多くはこちらの意図を理解してお釣りを返してくれます。ところが、先ほどの例ならこちらで出した5円や3円を受け取らず、あえて戻してから、もともとのお釣りである5円や2円を返してくる場合があるのです。
どうなんでしょうか、財布の中の小銭をなるべく少なくしたいという思いは日本人に限ったことではないと思うのですが。時に紙に書いて計算したりと、瞬時の計算が苦手な人が意外と多いようです。
午後からはE6号線に戻ってノルウェーをめざすことに、鉄道も並行してオスロへと向かって走っています。こよいはE6号線から離れて、その先を行った海辺で野宿となりました。
改めてスウェーデンで撮った写真を見ると、この白鳥の写真を含めて5枚のみ。よくよく考えてみたら、スウェーデンではどこも観光していなかったのです。
イェーテボリはストックホルムに次ぐスウェーデン第2の都市です。大航海時代にはスウェーデン王国の拠点として多くの船がこの港から出航しています。また、スウェーデンが誇る自動車メーカーVOLVO(ボルボ)の本拠地でもあります。ボルボといえば丈夫な車として知られています。なんでもヘラ鹿との衝突も想定されて作られているそうです。
私はカナディアンロッキーで鹿や岩山羊の他にヘラ鹿も見ましたが、その大きさにはビックリしました。何でも雄の成体の体重が700キロ以上にもなると聞きました。ヘラ鹿は体高があるので車にぶつかると体ごと運転席に飛び込んでくるそうです。実際にスウェーデンではヘラ鹿との事故が多く、衝突時に人体に影響のないように車が設計されているのです。
今になって思うと、歴史ある街イェーテボリにはいろいろと見所があったはずです。にもかかわらず、私が寄ったのは銀行だけ、他にどこにも寄らなかったのは何となく先を急いでいたのかも知れません。この自転車旅で唯一どこも観光しなかった国がスウェーデンだったのです。

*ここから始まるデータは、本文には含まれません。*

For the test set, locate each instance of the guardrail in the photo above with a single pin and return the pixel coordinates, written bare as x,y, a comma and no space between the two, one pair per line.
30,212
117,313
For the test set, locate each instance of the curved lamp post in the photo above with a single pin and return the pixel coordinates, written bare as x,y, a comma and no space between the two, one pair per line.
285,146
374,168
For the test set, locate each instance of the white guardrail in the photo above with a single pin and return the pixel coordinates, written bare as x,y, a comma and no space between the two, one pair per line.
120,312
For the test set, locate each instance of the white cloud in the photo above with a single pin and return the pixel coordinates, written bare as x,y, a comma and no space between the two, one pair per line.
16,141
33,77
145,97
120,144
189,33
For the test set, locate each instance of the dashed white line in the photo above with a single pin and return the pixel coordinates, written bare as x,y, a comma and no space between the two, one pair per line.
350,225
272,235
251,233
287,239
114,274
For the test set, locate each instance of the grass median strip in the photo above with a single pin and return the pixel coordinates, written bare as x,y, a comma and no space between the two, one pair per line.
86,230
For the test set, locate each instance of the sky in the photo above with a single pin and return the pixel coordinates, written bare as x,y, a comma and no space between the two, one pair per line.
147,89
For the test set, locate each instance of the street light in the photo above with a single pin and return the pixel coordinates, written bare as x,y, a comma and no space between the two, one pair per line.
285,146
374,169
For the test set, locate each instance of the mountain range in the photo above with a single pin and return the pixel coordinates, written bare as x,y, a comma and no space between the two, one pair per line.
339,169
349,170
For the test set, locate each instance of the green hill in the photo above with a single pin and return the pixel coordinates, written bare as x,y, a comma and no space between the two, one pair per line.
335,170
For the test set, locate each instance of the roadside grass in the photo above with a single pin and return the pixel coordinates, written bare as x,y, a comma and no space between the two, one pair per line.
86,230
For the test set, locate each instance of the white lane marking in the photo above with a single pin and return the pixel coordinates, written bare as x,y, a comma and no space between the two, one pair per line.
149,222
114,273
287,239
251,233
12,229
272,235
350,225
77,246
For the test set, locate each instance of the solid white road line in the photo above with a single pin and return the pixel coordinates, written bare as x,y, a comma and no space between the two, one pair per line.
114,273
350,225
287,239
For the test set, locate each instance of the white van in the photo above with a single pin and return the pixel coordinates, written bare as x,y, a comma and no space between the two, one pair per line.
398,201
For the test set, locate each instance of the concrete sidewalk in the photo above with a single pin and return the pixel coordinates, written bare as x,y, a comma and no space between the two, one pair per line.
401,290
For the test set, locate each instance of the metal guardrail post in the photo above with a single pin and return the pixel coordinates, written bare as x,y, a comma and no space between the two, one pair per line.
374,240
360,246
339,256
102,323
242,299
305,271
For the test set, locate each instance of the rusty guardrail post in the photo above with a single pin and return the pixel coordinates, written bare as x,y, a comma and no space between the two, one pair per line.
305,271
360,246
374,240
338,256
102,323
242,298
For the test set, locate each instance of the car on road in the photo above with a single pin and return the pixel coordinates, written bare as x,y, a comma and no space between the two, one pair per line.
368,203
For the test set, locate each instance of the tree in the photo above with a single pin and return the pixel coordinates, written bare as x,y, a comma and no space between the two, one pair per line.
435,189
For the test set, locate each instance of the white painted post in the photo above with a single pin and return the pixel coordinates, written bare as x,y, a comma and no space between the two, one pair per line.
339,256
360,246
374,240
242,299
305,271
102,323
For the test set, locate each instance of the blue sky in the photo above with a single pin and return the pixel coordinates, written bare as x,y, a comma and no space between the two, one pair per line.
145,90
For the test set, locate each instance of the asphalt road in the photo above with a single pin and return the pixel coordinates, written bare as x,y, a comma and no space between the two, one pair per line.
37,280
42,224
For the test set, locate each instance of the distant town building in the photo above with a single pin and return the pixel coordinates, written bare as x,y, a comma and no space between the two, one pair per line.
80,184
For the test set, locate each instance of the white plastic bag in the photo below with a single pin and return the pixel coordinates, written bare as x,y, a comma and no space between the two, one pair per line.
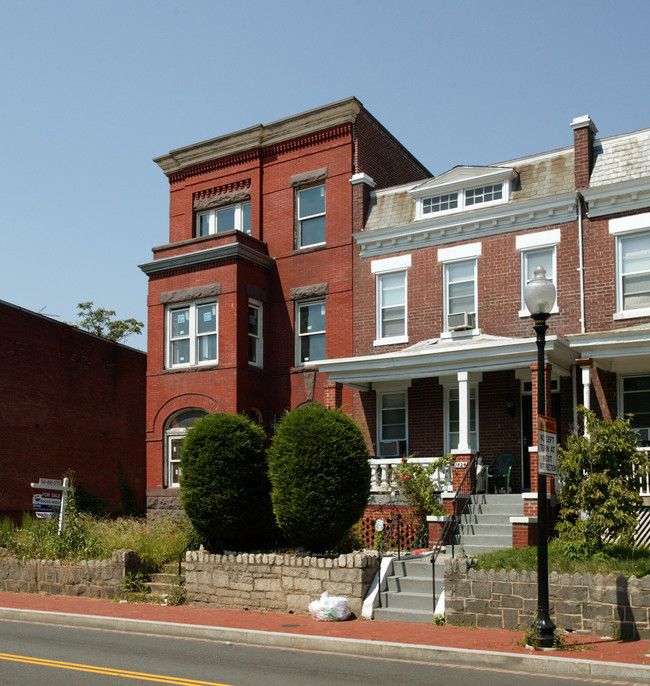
330,609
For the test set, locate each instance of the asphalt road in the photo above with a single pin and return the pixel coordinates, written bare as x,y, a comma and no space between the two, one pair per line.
43,655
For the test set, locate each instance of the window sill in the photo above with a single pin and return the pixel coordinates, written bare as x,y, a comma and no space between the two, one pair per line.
193,368
309,248
468,333
391,341
632,314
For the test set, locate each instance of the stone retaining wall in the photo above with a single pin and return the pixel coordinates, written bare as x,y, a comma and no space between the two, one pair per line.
593,604
277,582
89,578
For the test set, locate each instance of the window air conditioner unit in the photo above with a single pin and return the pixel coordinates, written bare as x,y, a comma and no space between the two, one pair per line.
459,321
392,448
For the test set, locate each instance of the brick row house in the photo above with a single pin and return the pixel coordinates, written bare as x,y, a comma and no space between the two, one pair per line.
315,259
445,355
256,283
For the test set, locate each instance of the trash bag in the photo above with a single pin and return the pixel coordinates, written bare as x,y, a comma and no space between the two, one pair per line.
330,609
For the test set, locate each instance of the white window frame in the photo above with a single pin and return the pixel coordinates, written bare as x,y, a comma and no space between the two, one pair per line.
381,394
621,403
622,227
242,219
193,336
473,399
257,338
300,218
299,336
382,268
461,199
449,257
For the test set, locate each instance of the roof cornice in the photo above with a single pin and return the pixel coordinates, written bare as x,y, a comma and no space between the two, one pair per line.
451,228
261,135
611,198
221,252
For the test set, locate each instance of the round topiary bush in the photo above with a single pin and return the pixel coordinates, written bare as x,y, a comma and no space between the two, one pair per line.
225,489
320,476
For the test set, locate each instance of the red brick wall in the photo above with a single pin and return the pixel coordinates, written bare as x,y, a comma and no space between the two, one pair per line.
69,401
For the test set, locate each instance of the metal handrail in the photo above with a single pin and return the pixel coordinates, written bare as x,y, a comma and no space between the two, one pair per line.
395,522
450,525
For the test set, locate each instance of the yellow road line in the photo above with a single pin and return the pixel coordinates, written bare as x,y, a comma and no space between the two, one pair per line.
159,678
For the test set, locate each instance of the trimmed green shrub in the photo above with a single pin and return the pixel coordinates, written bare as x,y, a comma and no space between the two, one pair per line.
224,482
602,473
320,476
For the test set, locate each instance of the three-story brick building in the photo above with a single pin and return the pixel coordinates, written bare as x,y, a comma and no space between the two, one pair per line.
256,283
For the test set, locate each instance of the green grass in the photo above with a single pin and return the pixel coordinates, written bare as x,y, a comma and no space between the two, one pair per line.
565,558
96,538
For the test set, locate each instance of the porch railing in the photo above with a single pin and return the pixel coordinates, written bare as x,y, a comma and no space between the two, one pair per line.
381,469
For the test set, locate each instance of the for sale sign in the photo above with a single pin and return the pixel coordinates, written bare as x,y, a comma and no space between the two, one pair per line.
546,446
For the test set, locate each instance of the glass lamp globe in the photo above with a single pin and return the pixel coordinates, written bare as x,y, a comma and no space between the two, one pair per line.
540,293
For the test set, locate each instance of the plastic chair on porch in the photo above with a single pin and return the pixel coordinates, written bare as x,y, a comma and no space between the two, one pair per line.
500,469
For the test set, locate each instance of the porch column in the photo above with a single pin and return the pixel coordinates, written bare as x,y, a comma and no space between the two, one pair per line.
585,368
533,449
463,413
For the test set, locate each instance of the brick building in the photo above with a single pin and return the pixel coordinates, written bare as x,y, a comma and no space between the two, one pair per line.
444,350
69,401
256,283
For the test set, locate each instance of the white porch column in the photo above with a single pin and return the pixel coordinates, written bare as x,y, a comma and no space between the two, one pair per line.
585,368
463,412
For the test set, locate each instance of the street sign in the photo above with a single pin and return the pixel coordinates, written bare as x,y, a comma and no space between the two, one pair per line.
49,484
46,502
546,446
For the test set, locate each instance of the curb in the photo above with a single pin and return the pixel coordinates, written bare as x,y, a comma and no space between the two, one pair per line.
532,664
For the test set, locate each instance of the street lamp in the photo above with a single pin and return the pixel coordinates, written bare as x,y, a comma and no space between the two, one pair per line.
540,298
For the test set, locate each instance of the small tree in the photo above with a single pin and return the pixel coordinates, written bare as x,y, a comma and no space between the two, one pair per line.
103,323
601,474
224,482
320,476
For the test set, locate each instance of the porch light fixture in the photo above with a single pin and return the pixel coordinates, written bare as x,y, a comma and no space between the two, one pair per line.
539,295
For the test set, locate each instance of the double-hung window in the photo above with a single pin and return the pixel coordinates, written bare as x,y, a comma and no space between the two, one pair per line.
391,299
464,199
634,271
636,401
460,287
632,265
392,410
228,218
192,334
255,333
310,331
310,216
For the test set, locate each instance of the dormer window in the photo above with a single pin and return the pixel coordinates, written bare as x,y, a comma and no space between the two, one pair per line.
463,188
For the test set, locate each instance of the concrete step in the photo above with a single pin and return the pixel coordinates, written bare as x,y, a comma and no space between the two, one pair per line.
407,601
384,614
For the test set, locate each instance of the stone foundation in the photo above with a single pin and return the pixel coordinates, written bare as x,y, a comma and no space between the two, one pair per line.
88,579
589,604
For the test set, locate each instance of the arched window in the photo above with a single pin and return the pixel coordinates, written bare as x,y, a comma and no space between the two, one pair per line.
256,416
175,430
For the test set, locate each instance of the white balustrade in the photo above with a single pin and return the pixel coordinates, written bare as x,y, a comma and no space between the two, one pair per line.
381,469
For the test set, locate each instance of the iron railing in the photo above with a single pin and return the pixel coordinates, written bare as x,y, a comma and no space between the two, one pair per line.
464,490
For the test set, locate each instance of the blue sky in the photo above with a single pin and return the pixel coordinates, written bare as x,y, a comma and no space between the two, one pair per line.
91,91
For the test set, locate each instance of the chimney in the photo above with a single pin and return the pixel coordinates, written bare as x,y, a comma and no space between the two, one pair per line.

この写真はスウェーデンの森で野宿したときのものです。わざわざ撮ったのは前日、晩飯の仕度の最中に鹿と遭遇した記念に(?)と思ったからです。青いグラントシートや寝袋の下に敷くオレンジのマットが出しっぱなしですから寝起きで撮ったようです。何となく鹿が出そうな雰囲気があります(?)。
スウェーデン最終日、この日は午後から久々に青空が広がる中で走行しました。ノルウェーとの国境まであと50キロほど、この分なら明日も天気は大丈夫そうです。